On Feb. 3, 2017, the Supreme Court of Texas held that adjacent landowners were not mandatory parties to a lessor’s suit against the lessee for failure to make royalty payments if the adjacent landowners had not claimed any interest relating to the lawsuit. In short, “Rule 39 does not require joinder of persons who potentially could claim an interest in the subject of the action [pursuant to the strip-and-gore doctrine]; it requires joinder, in certain circumstances, of persons who actually claim such an interest.” Crawford v. XTO Energy, Inc., No. 15–0142, 2017 WL 461361, *5 (Tex. Feb. 3, 2017) (emphasis added).

The lessor, Crawford, owned approximately 146 acres of land in Tarrant County, Texas. In 1964, she conveyed the surface estate of about eight acres in fee simple, expressly reserving the oil and gas under the tract (Crawford Tract). In 1984, Crawford conveyed the property immediately north and south of the Crawford Tract without reserving the oil and gas, and most of that property was subdivided into residential lots.

In 2007, Crawford executed an oil-and-gas lease (Crawford Lease) on the Crawford Tract with XTO Energy Inc.’s (XTO) predecessor in interest, which included a provision for royalty payments and pooling.

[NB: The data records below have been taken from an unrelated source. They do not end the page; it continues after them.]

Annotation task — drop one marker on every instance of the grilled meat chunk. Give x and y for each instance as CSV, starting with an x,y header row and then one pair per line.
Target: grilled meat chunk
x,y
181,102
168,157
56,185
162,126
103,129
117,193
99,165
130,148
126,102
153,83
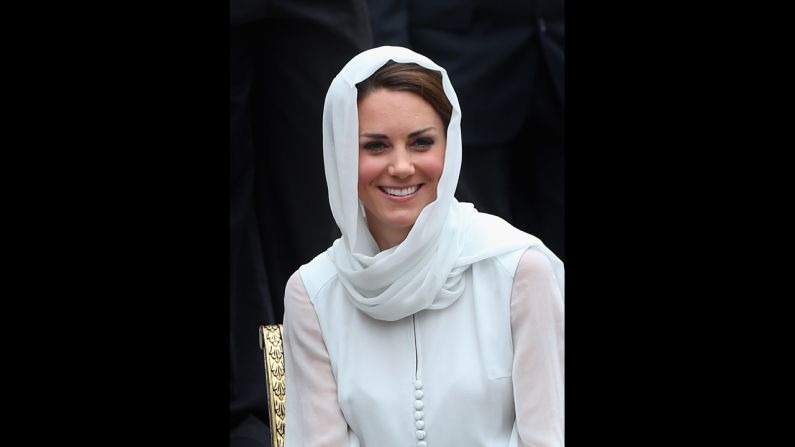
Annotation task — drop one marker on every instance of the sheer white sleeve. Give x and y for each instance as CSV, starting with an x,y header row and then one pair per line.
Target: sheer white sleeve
x,y
538,341
313,414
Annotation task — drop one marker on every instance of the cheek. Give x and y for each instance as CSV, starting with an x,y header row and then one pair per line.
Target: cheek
x,y
368,170
434,165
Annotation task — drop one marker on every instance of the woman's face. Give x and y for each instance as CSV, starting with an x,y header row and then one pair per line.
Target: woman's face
x,y
401,156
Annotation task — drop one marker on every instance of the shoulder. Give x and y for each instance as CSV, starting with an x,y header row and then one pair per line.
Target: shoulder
x,y
533,263
316,274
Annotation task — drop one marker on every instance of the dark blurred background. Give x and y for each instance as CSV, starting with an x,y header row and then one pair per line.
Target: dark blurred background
x,y
506,61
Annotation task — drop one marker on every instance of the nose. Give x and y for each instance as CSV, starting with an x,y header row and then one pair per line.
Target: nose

In 2009, XTO pooled the Crawford Lease with hundreds of other leases. Forty-four of those pooled leases encompassed lands adjacent to the Crawford Tract. Each lease covered a particular described tract, as well as “all land owned or claimed by Lessor adjacent or contiguous to the land particularly described [in the lease], although not included within the boundaries of the leased premises.”

XTO’s well began producing in 2010. Crawford executed a division order and returned it to XTO. XTO, however, obtained a title opinion concluding that the Crawford Tract royalties should be credited to the 44 adjacent landowners rather than to Crawford. Specifically, the opinion concluded that pursuant to the common-law strip-and-gore doctrine, Crawford’s 1984 conveyance of the land immediately north and south of the Crawford Tract also conveyed the minerals under that tract, even though the deed did not describe the mineral rights.

Generally, the strip-and-gore doctrine provides that when a grantor conveys all land owned by him or her adjoining a narrow strip of land that has ceased to be of any benefit or importance to the grantor, here, the Crawford Tract, the presumption is that the grantor intended to include such strip in such conveyance unless it clearly appears in the deed, by plain and specific language, that the grantor intended to reserve the strip. The title opinion led XTO to take the position that the Crawford Tract minerals were included in the 1984 conveyance, and Crawford sued XTO.

The trial court granted XTO’s motion to compel the joinder of the 44 adjacent landowners, which argued the adjacent landowners “have or claim interests in the [Crawford Tract] that would be affected by the relief Crawford seeks and are, therefore, needed for the just adjudication of Crawford’s claims under Rule 39.” Crawford did not join the adjacent landowners as ordered, and the trial court dismissed the case without prejudice. A divided court of appeals affirmed.

In the Supreme Court of Texas, XTO argued that adjacent landowners were mandatory parties because (1) they have a claim to the Crawford Tract minerals as a matter of law by virtue of the strip-and-gore doctrine; (2) a judgment in Crawford’s favor, which would require a determination that the plaintiff owns the Crawford Tract despite the 1984 conveyance, would directly impact their interests; and (3) to the extent such a judgment would not bind the adjacent landowners, they could reasonably be expected to file their own claims against XTO, subjecting it to a substantial risk of multiple inconsistent obligations.

Avoiding the ultimate issue of the strip-and-gore’s effect on the Crawford Tract, the court held Rule 39 requires joinder only of persons who actually claim such an interest in the property – not parties that potentially could claim an interest. Given there was no evidence the adjacent landowners had claimed any interest beyond XTO’s unilateral payment of royalties, they were not mandatory parties. The trial court, therefore, abused its discretion in ordering their joinder. The court of appeals’ judgment was reversed, and the case remanded to the trial court.